If my shepherd proves to be doing well on half and half, would that be an acceptable long-term diet?


----------



## Misster Dog (Jan 27, 2012)

Miss Molly May said:


> LOL.... That is great you are learning everything about feeding Raw before getting you pup!:thumbup:


Thanks! I'm trying to do as much research as possible. Sometimes it sounds more complicated than it is but it sounds simple at the same time lol.


----------



## Clyde (Feb 13, 2011)

Misster Dog said:


> Thanks for the tip!
> 
> To be honest, my husband and I are not 100% how much space we'll have once we move into our apartment and how much space we'll have to store meat. I'm planning on buying a mini freezer ( probably 7 c u. ft) for meat storage and hoping that will work for us. My husband has been very good at pointing out how he appreciates how I want what's best for our dog but to remember our financial limits and how in the end, it comes down to what we can afford. I admit one of the appeals of raw feeding that he does like is how it could potentially be cheaper or on par with kibble, depending where we get our resources. I'm in the process of seeking butchers and getting cost calculations on anywhere I can find meat to do the math and tally. In theory we SHOULD be fine but it's hard to tell how things will go from now until August. We could either do well enough where we may have to settle with kibble(or half) or we may do excellent where we can go all raw. In either case, I'm making use of my time and trying to learn as much as possible so I know what to do when the time comes. Fingers crossed things go well!
> 
> If my shepherd proves to be doing well on half and half, would that be an acceptable long-term diet?

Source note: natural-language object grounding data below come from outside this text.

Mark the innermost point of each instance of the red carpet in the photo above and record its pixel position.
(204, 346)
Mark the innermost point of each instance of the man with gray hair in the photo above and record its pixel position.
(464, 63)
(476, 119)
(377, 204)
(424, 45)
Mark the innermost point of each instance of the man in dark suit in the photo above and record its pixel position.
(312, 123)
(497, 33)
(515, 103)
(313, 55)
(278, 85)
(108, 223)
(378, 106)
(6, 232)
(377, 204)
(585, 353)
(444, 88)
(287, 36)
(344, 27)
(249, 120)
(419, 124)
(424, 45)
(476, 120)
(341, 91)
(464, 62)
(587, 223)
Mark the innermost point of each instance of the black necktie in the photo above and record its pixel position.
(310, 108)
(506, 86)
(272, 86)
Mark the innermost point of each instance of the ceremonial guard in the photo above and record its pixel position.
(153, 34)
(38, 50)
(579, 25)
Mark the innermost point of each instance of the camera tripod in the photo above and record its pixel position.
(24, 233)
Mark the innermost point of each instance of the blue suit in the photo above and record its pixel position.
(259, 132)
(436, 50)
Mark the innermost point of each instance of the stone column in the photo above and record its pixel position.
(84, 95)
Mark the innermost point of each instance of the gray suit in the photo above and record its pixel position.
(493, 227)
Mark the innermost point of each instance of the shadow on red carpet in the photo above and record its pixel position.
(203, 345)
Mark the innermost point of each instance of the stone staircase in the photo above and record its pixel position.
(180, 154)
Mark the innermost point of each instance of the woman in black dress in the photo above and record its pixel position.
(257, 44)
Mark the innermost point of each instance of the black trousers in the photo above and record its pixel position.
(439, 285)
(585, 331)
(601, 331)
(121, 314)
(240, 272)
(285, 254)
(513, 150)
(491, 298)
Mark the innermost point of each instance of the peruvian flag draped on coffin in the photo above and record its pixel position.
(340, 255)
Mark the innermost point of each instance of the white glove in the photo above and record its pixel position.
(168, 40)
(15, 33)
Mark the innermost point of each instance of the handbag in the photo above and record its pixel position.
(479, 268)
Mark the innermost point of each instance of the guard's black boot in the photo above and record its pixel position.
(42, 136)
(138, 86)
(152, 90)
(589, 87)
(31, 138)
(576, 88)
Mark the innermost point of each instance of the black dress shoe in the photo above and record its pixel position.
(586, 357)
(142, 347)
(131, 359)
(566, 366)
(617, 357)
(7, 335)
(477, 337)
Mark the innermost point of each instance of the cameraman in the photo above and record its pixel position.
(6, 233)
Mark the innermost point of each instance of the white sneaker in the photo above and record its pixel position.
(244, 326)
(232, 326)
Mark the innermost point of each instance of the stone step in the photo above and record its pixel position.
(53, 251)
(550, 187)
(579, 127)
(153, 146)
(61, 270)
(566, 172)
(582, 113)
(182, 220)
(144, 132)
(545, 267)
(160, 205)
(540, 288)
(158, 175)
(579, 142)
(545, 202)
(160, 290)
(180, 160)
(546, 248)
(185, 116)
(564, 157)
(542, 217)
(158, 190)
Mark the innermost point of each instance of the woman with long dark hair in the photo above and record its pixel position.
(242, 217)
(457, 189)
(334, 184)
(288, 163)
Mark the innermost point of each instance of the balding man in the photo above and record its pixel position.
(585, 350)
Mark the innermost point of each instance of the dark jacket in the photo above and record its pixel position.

I know lots of people who can't afford to switch to raw and just use the raw meaty bones a few times a week to keep their dogs teeth clean. Even a little raw can be a huge benefit.


----------



## Misster Dog (Jan 27, 2012)

Clyde said:


> I know lots of people who can't afford to switch to raw and just use the raw meaty bones a few times a week to keep their dogs teeth clean. Even a little raw can be a huge benefit.


That's good to know! I'd love to go raw but I'm not sure we can do it, so it's reassuring to know that if not all, then some raw can still work


----------